Действительно, Кочубей и Искра были правы, что царские министры в великой дружбе с гетманом и закроют всю истину доноса. Бояре и приближенные к царю были даже в заговоре с Мазепою – это все наделало бритье бород, уничтожение теремов, возвеличение немцев, немецкие кафтаны, обычаи, табак и ассамблеи. Головкин, от которого зависело все дело, был искреннейший друг Мазепы: и как не быть другом такого человека, который более двадцати лет с непоколебимою верностью служил московским царям, притом Мазепа богат и щедр на подарки, Мазепа не такой гетман, как были в стародавние годы гетманы, более предводители казаков на войне против турок и татар, нежели политики, и люди, от которых зависели бы дела королевств и Московского царства.

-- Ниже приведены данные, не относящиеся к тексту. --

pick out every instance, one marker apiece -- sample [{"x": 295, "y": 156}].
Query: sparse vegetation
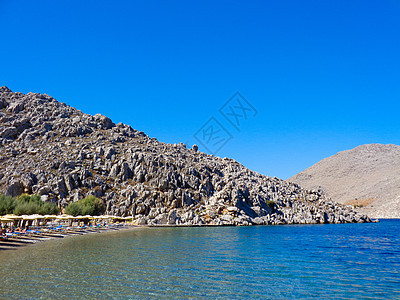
[
  {"x": 26, "y": 205},
  {"x": 88, "y": 206}
]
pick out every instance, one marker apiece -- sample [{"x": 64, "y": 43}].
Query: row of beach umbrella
[{"x": 38, "y": 218}]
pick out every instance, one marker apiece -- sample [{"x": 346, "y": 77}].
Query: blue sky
[{"x": 323, "y": 76}]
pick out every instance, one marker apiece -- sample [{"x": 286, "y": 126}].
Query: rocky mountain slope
[
  {"x": 366, "y": 176},
  {"x": 54, "y": 150}
]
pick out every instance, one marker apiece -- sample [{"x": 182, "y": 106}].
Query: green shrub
[{"x": 88, "y": 206}]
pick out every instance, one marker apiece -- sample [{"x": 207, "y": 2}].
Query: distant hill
[
  {"x": 56, "y": 151},
  {"x": 368, "y": 176}
]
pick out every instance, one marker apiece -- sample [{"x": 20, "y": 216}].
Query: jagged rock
[
  {"x": 16, "y": 188},
  {"x": 105, "y": 121},
  {"x": 9, "y": 133},
  {"x": 63, "y": 155}
]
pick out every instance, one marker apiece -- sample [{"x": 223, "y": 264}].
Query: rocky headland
[
  {"x": 367, "y": 176},
  {"x": 56, "y": 151}
]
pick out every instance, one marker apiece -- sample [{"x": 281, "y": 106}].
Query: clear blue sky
[{"x": 324, "y": 76}]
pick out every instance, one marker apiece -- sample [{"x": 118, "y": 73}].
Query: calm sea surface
[{"x": 350, "y": 261}]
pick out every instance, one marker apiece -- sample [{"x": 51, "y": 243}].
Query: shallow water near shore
[{"x": 345, "y": 261}]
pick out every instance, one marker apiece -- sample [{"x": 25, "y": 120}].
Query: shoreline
[{"x": 16, "y": 242}]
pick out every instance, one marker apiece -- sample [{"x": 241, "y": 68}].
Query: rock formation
[
  {"x": 367, "y": 176},
  {"x": 56, "y": 151}
]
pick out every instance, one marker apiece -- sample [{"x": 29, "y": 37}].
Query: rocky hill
[
  {"x": 367, "y": 176},
  {"x": 56, "y": 151}
]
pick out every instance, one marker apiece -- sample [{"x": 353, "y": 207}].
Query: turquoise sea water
[{"x": 349, "y": 261}]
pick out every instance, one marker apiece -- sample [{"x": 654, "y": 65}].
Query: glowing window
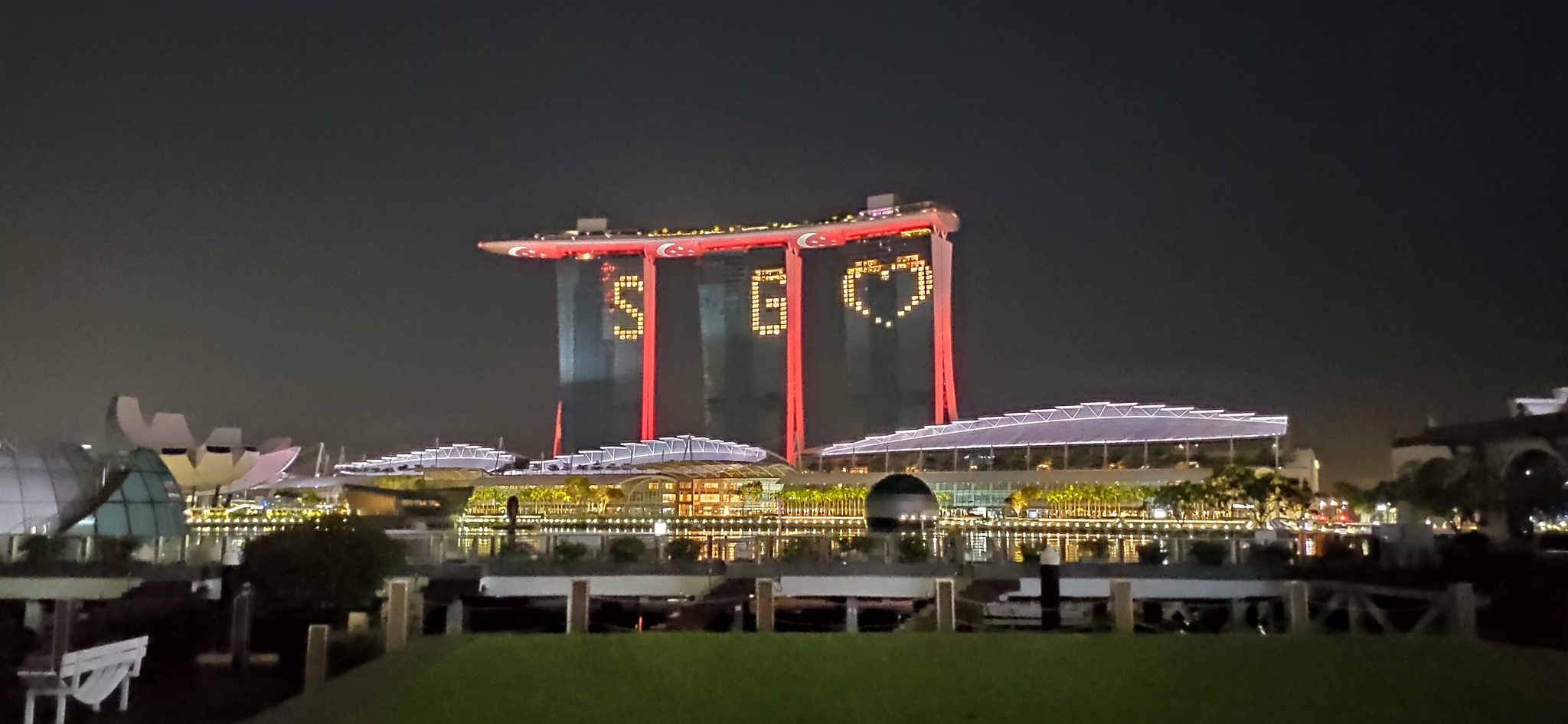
[
  {"x": 760, "y": 303},
  {"x": 913, "y": 264},
  {"x": 619, "y": 302}
]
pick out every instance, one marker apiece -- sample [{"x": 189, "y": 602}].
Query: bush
[
  {"x": 1277, "y": 555},
  {"x": 1210, "y": 552},
  {"x": 43, "y": 550},
  {"x": 1095, "y": 549},
  {"x": 795, "y": 550},
  {"x": 1340, "y": 550},
  {"x": 347, "y": 650},
  {"x": 1152, "y": 555},
  {"x": 858, "y": 544},
  {"x": 179, "y": 624},
  {"x": 333, "y": 562},
  {"x": 116, "y": 552},
  {"x": 626, "y": 550},
  {"x": 514, "y": 550},
  {"x": 570, "y": 552},
  {"x": 684, "y": 550}
]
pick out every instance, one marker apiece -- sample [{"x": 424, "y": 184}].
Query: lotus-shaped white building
[{"x": 221, "y": 464}]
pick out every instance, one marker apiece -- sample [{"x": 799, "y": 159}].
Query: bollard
[
  {"x": 764, "y": 605},
  {"x": 240, "y": 631},
  {"x": 1295, "y": 610},
  {"x": 946, "y": 602},
  {"x": 63, "y": 616},
  {"x": 315, "y": 655},
  {"x": 577, "y": 607},
  {"x": 1122, "y": 605},
  {"x": 34, "y": 616},
  {"x": 1050, "y": 589},
  {"x": 1462, "y": 610},
  {"x": 1237, "y": 622},
  {"x": 397, "y": 613},
  {"x": 416, "y": 610}
]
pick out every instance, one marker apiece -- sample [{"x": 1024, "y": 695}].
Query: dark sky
[{"x": 264, "y": 214}]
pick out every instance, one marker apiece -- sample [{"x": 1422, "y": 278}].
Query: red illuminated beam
[
  {"x": 794, "y": 371},
  {"x": 649, "y": 342}
]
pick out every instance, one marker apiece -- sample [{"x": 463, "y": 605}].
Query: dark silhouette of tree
[{"x": 333, "y": 562}]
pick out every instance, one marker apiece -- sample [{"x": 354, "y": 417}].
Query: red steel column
[
  {"x": 649, "y": 341},
  {"x": 946, "y": 402},
  {"x": 794, "y": 372}
]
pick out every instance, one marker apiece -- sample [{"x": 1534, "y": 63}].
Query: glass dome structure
[
  {"x": 44, "y": 487},
  {"x": 146, "y": 503}
]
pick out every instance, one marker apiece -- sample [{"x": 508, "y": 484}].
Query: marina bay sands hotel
[{"x": 854, "y": 313}]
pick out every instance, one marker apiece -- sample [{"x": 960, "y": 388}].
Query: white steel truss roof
[
  {"x": 446, "y": 456},
  {"x": 634, "y": 456},
  {"x": 1090, "y": 423}
]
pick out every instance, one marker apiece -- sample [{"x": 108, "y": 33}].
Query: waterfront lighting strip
[{"x": 1090, "y": 423}]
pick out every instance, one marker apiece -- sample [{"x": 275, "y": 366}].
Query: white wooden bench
[{"x": 88, "y": 676}]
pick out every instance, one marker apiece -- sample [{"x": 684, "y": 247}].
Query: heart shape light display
[{"x": 911, "y": 264}]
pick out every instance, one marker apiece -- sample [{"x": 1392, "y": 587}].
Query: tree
[
  {"x": 913, "y": 550},
  {"x": 585, "y": 493},
  {"x": 795, "y": 550},
  {"x": 570, "y": 552},
  {"x": 1452, "y": 489},
  {"x": 626, "y": 550},
  {"x": 1263, "y": 492},
  {"x": 1532, "y": 484},
  {"x": 332, "y": 562}
]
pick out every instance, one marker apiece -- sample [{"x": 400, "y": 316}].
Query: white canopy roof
[
  {"x": 446, "y": 456},
  {"x": 632, "y": 456},
  {"x": 1090, "y": 423}
]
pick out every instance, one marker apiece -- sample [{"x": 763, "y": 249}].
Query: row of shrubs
[
  {"x": 628, "y": 550},
  {"x": 622, "y": 550},
  {"x": 1200, "y": 552},
  {"x": 113, "y": 553}
]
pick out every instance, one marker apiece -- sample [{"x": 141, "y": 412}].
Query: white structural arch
[
  {"x": 634, "y": 456},
  {"x": 1090, "y": 423},
  {"x": 441, "y": 457}
]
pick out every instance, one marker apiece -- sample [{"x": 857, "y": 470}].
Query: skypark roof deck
[{"x": 906, "y": 218}]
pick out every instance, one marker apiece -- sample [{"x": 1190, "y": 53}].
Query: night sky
[{"x": 266, "y": 214}]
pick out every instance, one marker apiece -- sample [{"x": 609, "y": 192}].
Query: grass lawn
[{"x": 1005, "y": 677}]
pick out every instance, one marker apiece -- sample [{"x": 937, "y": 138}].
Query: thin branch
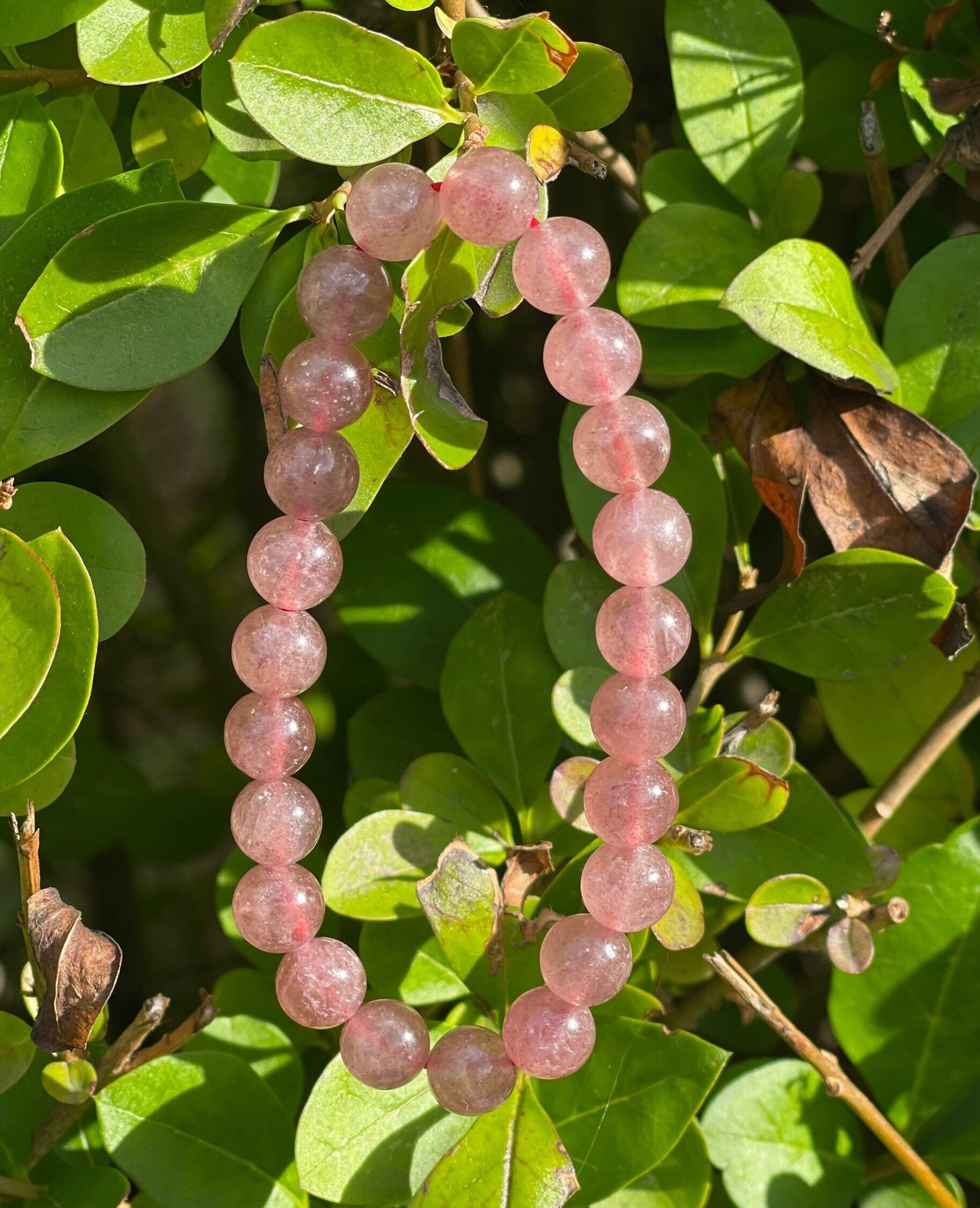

Иван Степанович – знаменитое лицо: он не враг Карла XII, не подчиненный польскому королю, друг Лещинского, мудрый советодатель русского царя и гетман, славный гетман Украины и войска Запорожского. Иван Степанович – князь Римской империи, второй кавалер ордена Андрея Первозванного[1], как же после всего этого не дружить было с ним министрам московского царя. В такой силе был Мазепа в эти для Гетманщины несчастные дни.
Кочубей чрезвычайно изменился в характере: прежде веселый, отчасти беззаботный, любивший всегда быть в обществе казаков, которым нередко рассказывал про походы свои под Чудновом, часто вспоминал прежние годы, когда был он в Валахии, в Адрианополе, описывал берега Дуная, Днепровский лиман, Очаков, когда ходил Азов будовать, Аккерман и другие города, а теперь удалялся общества людей, старался быть постоянно наедине, приметно начал тосковать и сделался чрезвычайно молчалив. В первое время, когда был послан донос в Москву, Любовь Федоровна развлекала мужа, представляя ему в будущем славу и величие, когда кончится дело и Мазепа будет сидеть в кандалах, а Василий Леонтиевич с гетманскою булавою и бунчуком – в Мазепином замке.
1
Первым кавалером ордена Св. апостола Андрея Первозванного, учрежденного 22 января 1700 года, был граф Федор Алексеевич Головин, вторым Иван Степанович Мазепа, третьим Петр Борисович Шереметев, четвертым сам державный учредитель его – царь Петр.